The LNG Canada consortium has awarded a contract, reported to be worth C$14 billion, to design and build a liquefied natural gas plant at Kitimat, British Columbia, even though the project is still subject to government approval and a final investment decision by consortium partners.
“That decision is expected this year,” JWN Energy reports. “However, LNG Canada and other LNG developers are still waiting to hear if the federal government will exempt LNG modules from a 45% duty on fabricated steel products imported from China, South Korea, and Spain.”
The design-build contract will go to Japan’s JGC Corporation and U.S.-based Fluor Corporation.
LNG Canada stirred controversy in March when the B.C. government unveiled tax incentives to support the project, valued at $40 billion. At the time, Horgan maintained the development would be consistent with his government’s promise to reduce B.C.’s greenhouse gas emissions 40% by 2030—a commitment that is a cornerstone of the New Democrats’ governing agreement with the Green Party of B.C. In a release, Horgan’s office said the project would be the biggest private sector investment in B.C. history, producing up to 10,000 jobs during construction and up to 950 permanent positions.
“No premier or government can dismiss this kind of critical economic opportunity for the people of British Columbia,” the premier said. “But neither will we turn our back on our commitment to climate targets, or our path to reconciliation with Indigenous peoples.”

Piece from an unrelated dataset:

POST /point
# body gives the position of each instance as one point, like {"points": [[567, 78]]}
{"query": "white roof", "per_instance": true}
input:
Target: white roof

Weeks before Horgan’s announcement, the Canadian Association of Petroleum Producers secured the province’s assurance that its upcoming scientific inquiry into the natural gas fracking industry would not cover emissions or public health risk, according to documents obtained by DeSmog Canada.
In January, provincial Green Leader Andrew Weaver said Horgan’s trip to Asia to woo project investors could undo the two parties’ governing agreement in a split provincial legislature.
“Lest there be any doubt, let me be perfectly clear: NDP government will fall in non-confidence if after all that has happened it continues to pursue LNG folly,” Weaver tweeted at the time. “The reason why we agreed to the [governing] agreement with the NDP is their supposed commitment to GHG reduction,” he added in a separate tweet. “A push for #LNG means they are not serious. We are willing to let BC voters have their say. We would have been deceived.”
In a release last week, LNG Canada spokesperson Susannah Pierce said the timing of the final investment decision “is up to the joint venture participants to make, and they will weigh their decision against a number of criteria, including project competitiveness, how the LNG Canada project fits within their existing portfolio of projects and investments, and available capital, amongst others.”
The four members of the consortium are Royal Dutch Shell, PetroChina, Kogas, and Mitsubishi Corporation.